At Reward Gateway, an employee engagement technology company, they’ve woven their values into how they’ve transitioned their global team to working from home. An example is playtime, which happens every single day to make sure that employees have time to talk, share, laugh and connect on a very human level.
This aligns with their value of ‘be human’, which is about connecting on a deeply human level, and building resilient, balanced, long term relationships. Here’s the agenda that leverages a variety of technologies and appeals to their global workforce:
Monday – Games by Trebor via Google Hangouts
Tuesday – Live Video Cookery Class
Wednesday – Quiz Master Session powered by Slido
Thursday – Desert Island Discs hosted by their HR Director, Rob Hicks
Friday – Wellbeing Session with Live Yoga Class via video
“You don’t need to find any new budget to do any of these things, you just need to deliver it on the day as you promise. Our team loves it and with our HRD taking part it sends a positive message to our people saying it’s okay to play” says Catrin Lewis, Global Head of Engagement & Internal Communications.

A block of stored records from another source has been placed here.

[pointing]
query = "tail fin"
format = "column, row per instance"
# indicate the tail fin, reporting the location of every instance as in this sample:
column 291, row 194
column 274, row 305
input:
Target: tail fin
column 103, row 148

Experian, a multinational consumer credit reporting company, has and is planning on rolling out special programmes that align to their values. One example aligns with their value ‘collaborate to win’, and involves daily and weekly calls which are happening across teams to discuss any current challenges, check in with how people are doing and feeding back on progress.
Another example aligns with ‘value each other’, and involves the implementation of a virtual wellbeing programme that covers topics such as isolation and self-distancing, working families, and personal wellbeing to help their entire workforce.
Starred, a technology company based in Amsterdam, has put in place a programme that aligns with their value ‘work smarter’. They’ve sent every employee a jump rope (or springtouw as it’s said in Dutch) with the following note from their Founder & CEO Lars van Wieren:
We face challenging and uncertain times. Both from a personal and professional perspective. In only one week’s time, all the liberties we’ve experienced our whole life are gone. I wanted to let you know I’m super proud of how all of us are coping with this situation and are making the best of it. It shows how strong our culture is.
Today also marks the first day of spring. Therefore you will find a ‘springtouw’ in this package. On Monday we will host the first ‘Jump Rope Hangout’ 🙂 Hope to see you there! Stay fit, stay safe and keep rocking. Thank you so much!
Walmart, a multinational retail company, has values which include being ‘fair’ and ‘courageous’, something which comes across loud and clear in the people plans they’ve recently announced. One example is a special cash bonus of $300 for full-time and $150 for part-time hourly associates that will add up to more than $365 million.
Another example is the acceleration of their next scheduled quarterly bonus for store, club and supply chain associates to a month earlier, putting cash in the hands of their employees sooner in these challenging times.
I hope these examples have inspired you as much as they have me, and that they illustrate the power of your values – in good times and in bad!